Elizabeth Keithline
In collaboration with Jeff Keithline
SMARTER/FASTER/HIGHER
Curated by Elizabeth Keithline
A TOOL IS A MIRROR
Both through June 5, 2011
Danforth Museum of Art
123 Union Avenue
Framingham, Massachusetts
By Judith Tolnick Champa
Framingham – The seated, forward leaning figure of Narcissus, stilled, entranced by its own layered reflection, is the core symbol of Elizabeth Keithline’s insistently graphic installation, Smarter/Faster/Higher, on view in Framingham through June 5. Her Narcissus is a genderless steel wire matrix, like all other figurative elements in the work. But Narcissus is uniquely and closely overlooking and captivated by technology that reads as a watery, glowing, cool blue “pool, ” in fact a grid of video screens. Do these absorbing reflections collectively imply a record? A monitor for behaviour? They do constitute an intriguing, if perplexing, incessant wave of DNA conjuring shapes, suggesting endless replicas of Narcissus, his/her forebears, as well as his/her cyber-Darwinian progeny.
Elsewhere and proximous in the gallery space, in roughly circular fashion, other intentionally schematic wire mesh figures cluster variously. One peers down, like Narcissus, upon the pool. Others advance singly, or in another instance gravitate as a pair towards the pool, each figure situated on a flat base, white molecular patterned. These figures sometimes are seen in transit against floor-to-ceiling sculptural tree forms, or tree groves – animated, knotted, graphic – that cast shadows on the gallery walls, forming a subtle secondary encroaching insistence on movement and exchange, a mirroring or trailing of present/past, subject/object, actual/virtual, art/artifice. As viewers partaking of the challenging scenario expressed in the gallery space we are physically and conceptually included in the eponymous conundrum of “smarter/faster/higher,” and silently beckoned in (or back) by a solitary wire figure around the gallery corner, leaning inward from an adjacent related gallery space, observing it and us.

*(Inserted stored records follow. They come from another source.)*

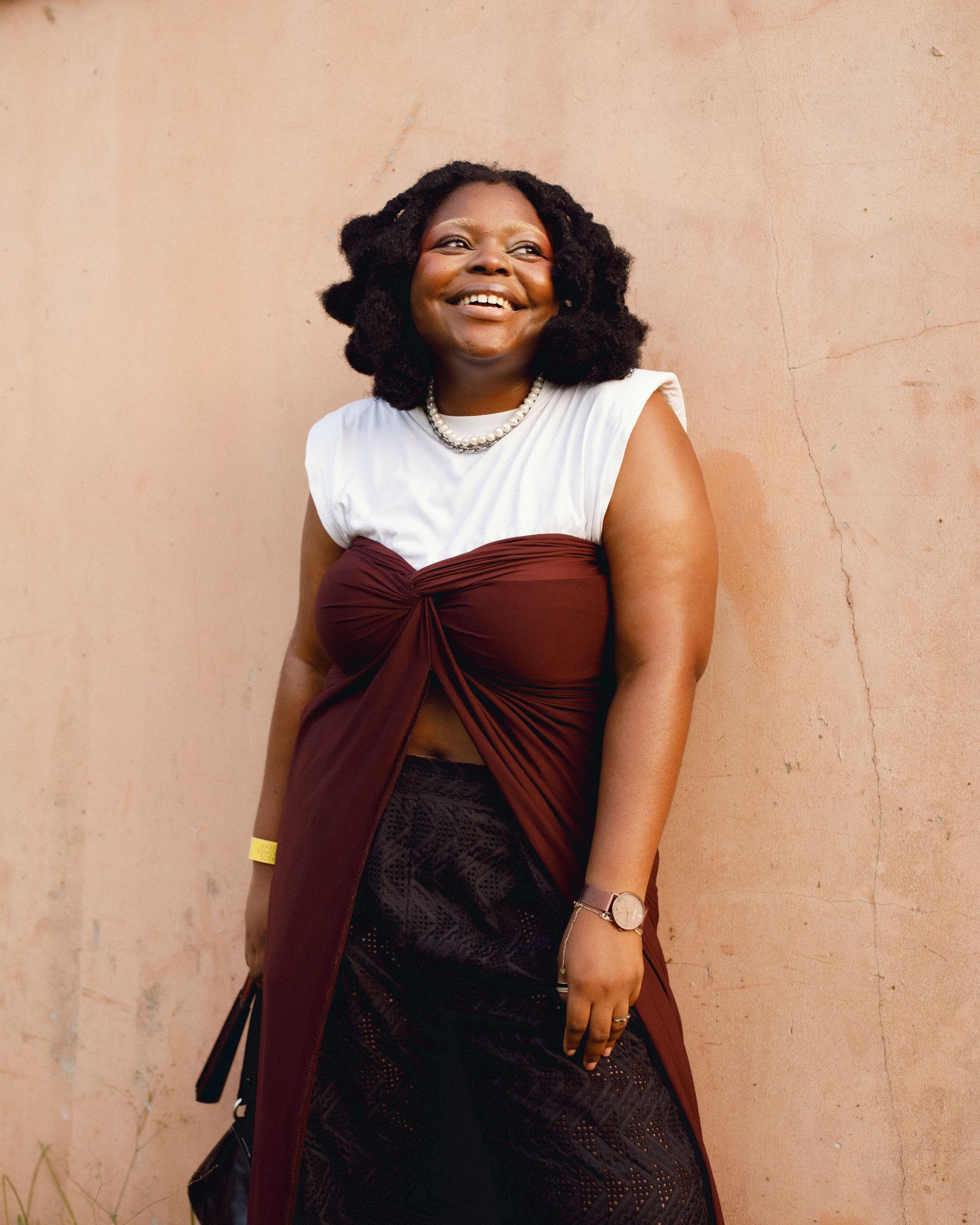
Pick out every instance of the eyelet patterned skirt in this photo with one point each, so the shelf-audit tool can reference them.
(443, 1093)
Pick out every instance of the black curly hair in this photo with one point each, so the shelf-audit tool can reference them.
(595, 337)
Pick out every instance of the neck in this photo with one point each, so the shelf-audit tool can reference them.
(471, 391)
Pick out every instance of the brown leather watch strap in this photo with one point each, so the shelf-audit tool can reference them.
(592, 896)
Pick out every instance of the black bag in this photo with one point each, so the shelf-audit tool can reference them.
(220, 1189)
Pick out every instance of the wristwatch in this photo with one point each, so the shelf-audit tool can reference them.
(625, 910)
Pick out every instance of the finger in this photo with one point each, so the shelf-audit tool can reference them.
(576, 1021)
(617, 1027)
(598, 1035)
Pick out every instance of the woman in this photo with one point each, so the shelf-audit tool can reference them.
(507, 601)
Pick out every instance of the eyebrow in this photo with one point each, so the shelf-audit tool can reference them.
(510, 228)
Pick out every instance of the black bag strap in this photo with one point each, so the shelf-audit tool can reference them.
(215, 1072)
(248, 1084)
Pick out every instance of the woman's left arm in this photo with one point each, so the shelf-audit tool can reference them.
(663, 563)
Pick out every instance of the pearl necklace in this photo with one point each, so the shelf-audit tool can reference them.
(478, 442)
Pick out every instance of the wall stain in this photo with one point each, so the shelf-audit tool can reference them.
(750, 556)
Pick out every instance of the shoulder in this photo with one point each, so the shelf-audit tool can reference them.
(349, 423)
(625, 399)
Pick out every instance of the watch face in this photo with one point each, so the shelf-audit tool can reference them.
(629, 911)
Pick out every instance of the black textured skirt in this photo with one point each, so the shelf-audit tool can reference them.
(443, 1093)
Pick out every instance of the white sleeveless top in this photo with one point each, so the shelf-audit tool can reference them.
(382, 473)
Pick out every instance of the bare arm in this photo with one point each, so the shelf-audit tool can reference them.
(661, 545)
(301, 680)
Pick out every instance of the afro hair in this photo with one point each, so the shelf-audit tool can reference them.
(594, 339)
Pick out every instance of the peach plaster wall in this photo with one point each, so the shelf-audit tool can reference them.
(798, 181)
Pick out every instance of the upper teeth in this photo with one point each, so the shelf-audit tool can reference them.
(486, 300)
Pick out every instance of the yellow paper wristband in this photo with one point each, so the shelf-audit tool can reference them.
(263, 851)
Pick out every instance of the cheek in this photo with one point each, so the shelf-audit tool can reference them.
(541, 288)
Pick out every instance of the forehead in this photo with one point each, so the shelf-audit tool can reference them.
(491, 205)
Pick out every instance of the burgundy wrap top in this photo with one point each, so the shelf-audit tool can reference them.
(519, 635)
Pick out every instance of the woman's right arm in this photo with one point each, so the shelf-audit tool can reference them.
(301, 680)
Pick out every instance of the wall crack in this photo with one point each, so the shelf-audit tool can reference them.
(850, 598)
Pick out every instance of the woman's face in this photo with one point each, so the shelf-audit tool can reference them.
(488, 241)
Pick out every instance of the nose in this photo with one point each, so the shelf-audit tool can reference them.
(491, 259)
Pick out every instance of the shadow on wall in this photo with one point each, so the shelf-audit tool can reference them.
(752, 564)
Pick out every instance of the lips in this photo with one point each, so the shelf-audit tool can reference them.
(488, 300)
(494, 301)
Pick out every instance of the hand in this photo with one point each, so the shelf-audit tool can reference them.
(605, 971)
(257, 917)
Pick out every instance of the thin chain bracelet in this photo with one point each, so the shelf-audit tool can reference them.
(568, 934)
(603, 914)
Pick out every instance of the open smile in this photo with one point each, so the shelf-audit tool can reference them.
(486, 304)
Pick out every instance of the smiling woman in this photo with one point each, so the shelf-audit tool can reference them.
(507, 601)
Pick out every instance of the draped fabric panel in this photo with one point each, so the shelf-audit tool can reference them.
(518, 634)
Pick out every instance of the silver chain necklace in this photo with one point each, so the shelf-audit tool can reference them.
(478, 442)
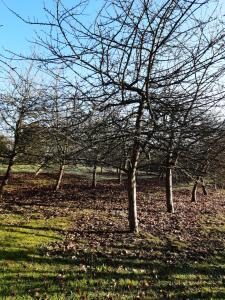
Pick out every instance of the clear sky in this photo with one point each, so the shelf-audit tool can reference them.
(14, 34)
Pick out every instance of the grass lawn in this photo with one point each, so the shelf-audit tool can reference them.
(74, 244)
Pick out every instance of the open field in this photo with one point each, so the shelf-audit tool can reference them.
(75, 244)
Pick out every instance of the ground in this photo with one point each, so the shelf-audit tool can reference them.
(75, 244)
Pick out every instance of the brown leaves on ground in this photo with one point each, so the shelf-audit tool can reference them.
(100, 218)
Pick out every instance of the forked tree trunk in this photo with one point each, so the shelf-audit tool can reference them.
(194, 192)
(169, 190)
(60, 175)
(94, 173)
(7, 175)
(132, 201)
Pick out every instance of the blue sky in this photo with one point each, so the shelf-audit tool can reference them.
(14, 34)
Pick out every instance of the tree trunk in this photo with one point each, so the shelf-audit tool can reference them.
(169, 190)
(204, 190)
(120, 176)
(94, 176)
(194, 192)
(60, 175)
(132, 201)
(7, 175)
(38, 171)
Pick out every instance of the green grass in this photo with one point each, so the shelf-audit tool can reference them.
(29, 270)
(37, 260)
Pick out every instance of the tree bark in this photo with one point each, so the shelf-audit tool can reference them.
(169, 190)
(38, 171)
(194, 192)
(132, 201)
(120, 176)
(60, 175)
(94, 173)
(204, 190)
(7, 174)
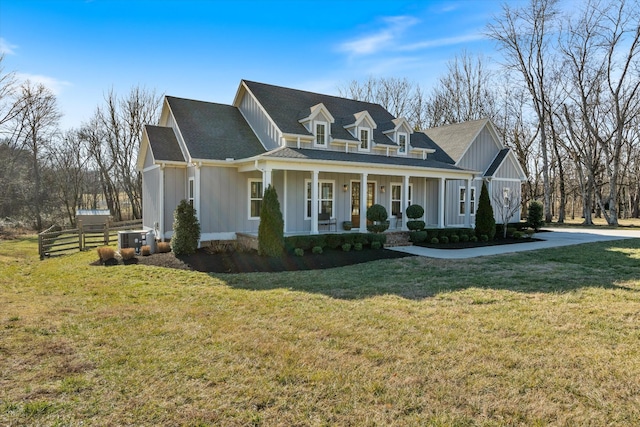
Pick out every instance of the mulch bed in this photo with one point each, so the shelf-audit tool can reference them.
(251, 262)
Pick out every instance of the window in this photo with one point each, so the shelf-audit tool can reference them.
(463, 195)
(364, 139)
(255, 198)
(402, 142)
(325, 198)
(396, 198)
(321, 133)
(191, 191)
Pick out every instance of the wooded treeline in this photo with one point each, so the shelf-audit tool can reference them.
(565, 97)
(46, 174)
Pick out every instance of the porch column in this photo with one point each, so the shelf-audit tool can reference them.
(405, 202)
(467, 204)
(441, 204)
(314, 202)
(363, 202)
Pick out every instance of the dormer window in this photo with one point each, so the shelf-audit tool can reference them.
(365, 139)
(402, 143)
(321, 134)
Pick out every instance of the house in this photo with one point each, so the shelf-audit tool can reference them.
(329, 158)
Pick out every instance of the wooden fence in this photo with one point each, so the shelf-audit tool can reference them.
(57, 241)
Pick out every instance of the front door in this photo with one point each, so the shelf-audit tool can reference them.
(355, 200)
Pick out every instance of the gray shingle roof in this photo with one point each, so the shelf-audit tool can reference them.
(164, 144)
(502, 154)
(214, 131)
(455, 138)
(340, 156)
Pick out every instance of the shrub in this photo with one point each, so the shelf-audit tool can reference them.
(414, 212)
(415, 225)
(377, 214)
(186, 229)
(535, 215)
(164, 247)
(127, 253)
(418, 236)
(485, 222)
(106, 253)
(271, 229)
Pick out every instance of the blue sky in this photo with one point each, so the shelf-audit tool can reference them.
(202, 49)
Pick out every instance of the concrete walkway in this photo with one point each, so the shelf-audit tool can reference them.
(555, 237)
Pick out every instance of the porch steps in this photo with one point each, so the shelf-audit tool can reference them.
(397, 238)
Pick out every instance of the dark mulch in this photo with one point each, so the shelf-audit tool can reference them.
(250, 262)
(467, 245)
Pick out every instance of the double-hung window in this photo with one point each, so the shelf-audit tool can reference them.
(325, 198)
(255, 198)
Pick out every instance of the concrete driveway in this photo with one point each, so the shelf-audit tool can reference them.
(552, 238)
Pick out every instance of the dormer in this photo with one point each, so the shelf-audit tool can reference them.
(400, 134)
(362, 128)
(317, 120)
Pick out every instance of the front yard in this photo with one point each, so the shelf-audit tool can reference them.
(542, 337)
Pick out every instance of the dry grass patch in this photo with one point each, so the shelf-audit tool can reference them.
(538, 338)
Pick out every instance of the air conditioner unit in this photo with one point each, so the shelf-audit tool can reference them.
(136, 239)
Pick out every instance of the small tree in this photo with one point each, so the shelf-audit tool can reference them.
(377, 214)
(485, 222)
(535, 215)
(186, 229)
(271, 230)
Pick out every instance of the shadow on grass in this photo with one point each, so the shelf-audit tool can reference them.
(610, 265)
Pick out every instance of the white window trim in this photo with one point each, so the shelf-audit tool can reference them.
(406, 143)
(326, 133)
(360, 129)
(472, 200)
(307, 182)
(251, 181)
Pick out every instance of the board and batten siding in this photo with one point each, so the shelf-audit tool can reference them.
(481, 152)
(265, 130)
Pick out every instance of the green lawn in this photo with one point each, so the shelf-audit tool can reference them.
(546, 337)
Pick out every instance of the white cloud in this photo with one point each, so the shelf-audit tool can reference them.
(385, 38)
(54, 85)
(6, 47)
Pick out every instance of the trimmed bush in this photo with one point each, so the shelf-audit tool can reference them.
(418, 236)
(106, 253)
(186, 229)
(535, 215)
(164, 247)
(416, 225)
(414, 211)
(127, 253)
(271, 229)
(485, 222)
(377, 214)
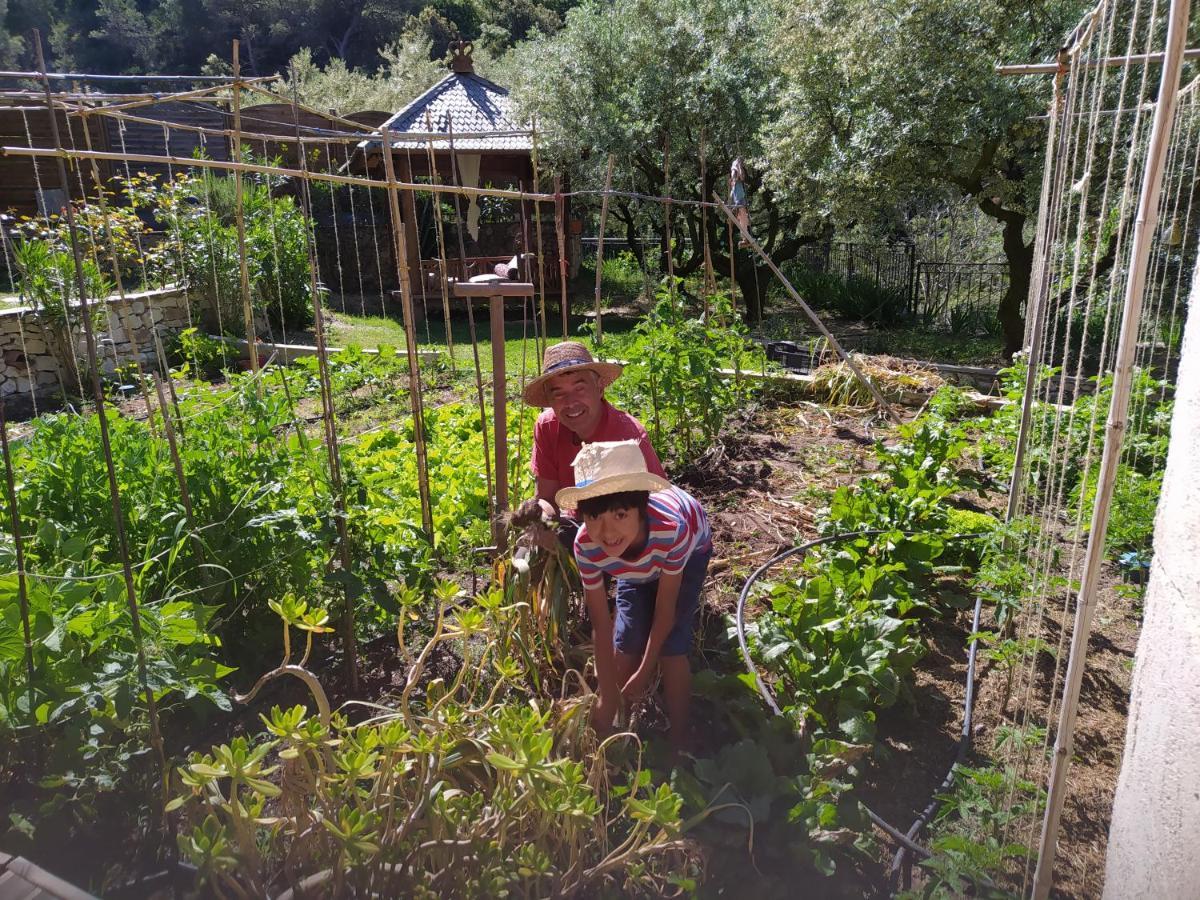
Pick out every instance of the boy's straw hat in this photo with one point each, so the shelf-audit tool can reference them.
(567, 357)
(609, 467)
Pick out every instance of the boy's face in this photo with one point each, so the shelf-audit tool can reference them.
(615, 531)
(576, 400)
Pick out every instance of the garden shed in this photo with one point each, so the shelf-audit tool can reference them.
(463, 130)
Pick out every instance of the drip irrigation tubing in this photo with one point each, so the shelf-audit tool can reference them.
(906, 840)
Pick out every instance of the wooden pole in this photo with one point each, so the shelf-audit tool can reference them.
(114, 491)
(808, 311)
(604, 221)
(561, 228)
(1119, 412)
(19, 547)
(456, 177)
(537, 225)
(666, 214)
(1132, 60)
(408, 312)
(499, 413)
(240, 214)
(436, 202)
(709, 276)
(349, 643)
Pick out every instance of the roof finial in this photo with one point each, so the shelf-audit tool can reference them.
(461, 59)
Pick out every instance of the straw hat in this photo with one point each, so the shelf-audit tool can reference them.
(567, 357)
(609, 467)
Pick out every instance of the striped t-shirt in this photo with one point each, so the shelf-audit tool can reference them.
(677, 528)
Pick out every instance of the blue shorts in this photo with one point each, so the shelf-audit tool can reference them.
(635, 610)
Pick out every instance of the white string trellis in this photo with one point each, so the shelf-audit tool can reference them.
(1085, 244)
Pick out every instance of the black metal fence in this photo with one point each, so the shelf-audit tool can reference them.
(937, 294)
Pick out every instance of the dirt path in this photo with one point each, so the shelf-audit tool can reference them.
(763, 489)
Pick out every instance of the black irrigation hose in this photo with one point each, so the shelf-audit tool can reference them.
(906, 840)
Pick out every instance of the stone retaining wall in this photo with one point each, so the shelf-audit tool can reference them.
(28, 358)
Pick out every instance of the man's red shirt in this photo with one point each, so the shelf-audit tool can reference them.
(555, 445)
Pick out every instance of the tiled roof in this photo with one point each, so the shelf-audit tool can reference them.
(475, 106)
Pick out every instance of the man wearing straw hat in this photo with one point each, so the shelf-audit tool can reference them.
(571, 385)
(654, 540)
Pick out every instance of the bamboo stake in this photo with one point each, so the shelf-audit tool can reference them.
(709, 276)
(123, 306)
(456, 175)
(561, 229)
(255, 87)
(1037, 311)
(538, 340)
(19, 547)
(151, 99)
(330, 427)
(604, 221)
(91, 77)
(276, 171)
(537, 223)
(114, 491)
(1119, 412)
(414, 370)
(666, 213)
(816, 319)
(240, 215)
(436, 202)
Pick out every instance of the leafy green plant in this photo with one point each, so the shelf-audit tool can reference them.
(451, 792)
(673, 371)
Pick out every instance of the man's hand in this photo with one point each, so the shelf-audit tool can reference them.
(637, 685)
(535, 515)
(604, 711)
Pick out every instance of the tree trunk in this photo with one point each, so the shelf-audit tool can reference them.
(1019, 256)
(753, 282)
(1156, 815)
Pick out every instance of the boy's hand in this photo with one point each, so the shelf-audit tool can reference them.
(637, 685)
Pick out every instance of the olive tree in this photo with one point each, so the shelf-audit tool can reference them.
(888, 100)
(635, 77)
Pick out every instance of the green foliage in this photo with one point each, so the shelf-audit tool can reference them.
(475, 765)
(198, 214)
(673, 371)
(971, 855)
(859, 299)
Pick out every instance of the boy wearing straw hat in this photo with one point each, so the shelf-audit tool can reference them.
(571, 385)
(654, 540)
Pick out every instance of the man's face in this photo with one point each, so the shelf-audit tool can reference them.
(576, 400)
(615, 531)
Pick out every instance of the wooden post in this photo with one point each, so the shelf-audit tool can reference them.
(816, 319)
(561, 227)
(436, 201)
(709, 276)
(1119, 413)
(244, 267)
(537, 225)
(349, 645)
(499, 412)
(456, 174)
(414, 369)
(604, 221)
(19, 547)
(666, 213)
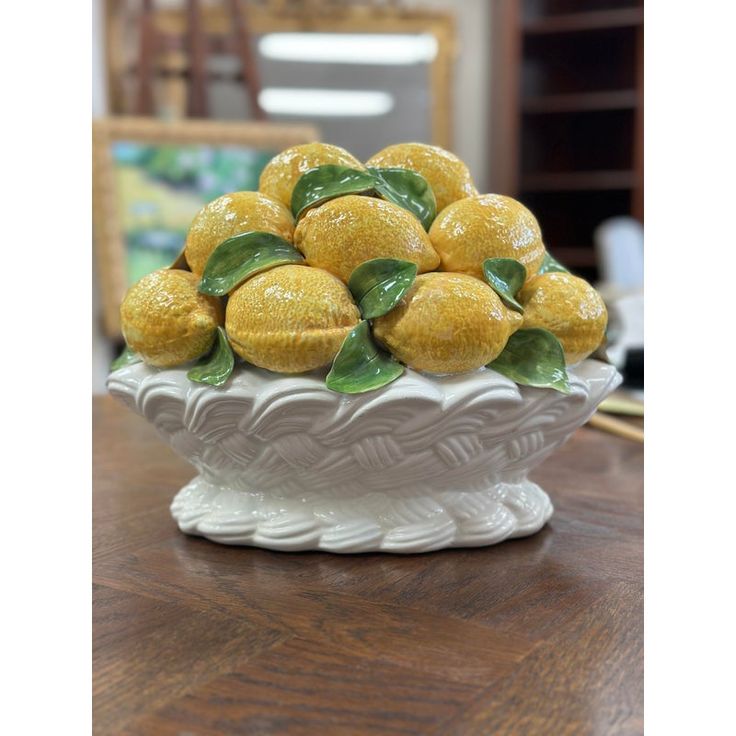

There, in the gallery next door, is “A Tool is A Mirror,” Keithline’s curated, highly complementary group exhibition, recently imported from the 2011 Boston Cyberarts Festival. It explores “concepts of technology as a tool of human evolution” through the carefully selected, varied but conversant work of 7 “allstar” New England cyber-artists. Here, Brian Kane’s OMG, an impressive, floating red nylon balloon sculpture, is physically and visually dominant. The personal, Oh My God abbreviation associated with texting meets the retro character of graphic novels that simultaneously references Claes Oldenburg’s soft sculpture precedents and, no less bodily, an exposed heart. With his sheer scale, vibrant color and amateurish “OMG!” lettering Kane seems to cry out to restore the sense of the manual to the digital toolbox, reminding us that the breathing, yet easily vulnerable to collapse balloon represents a generative human force to be reckoned with as we operate increasingly in a digitally propelled universe.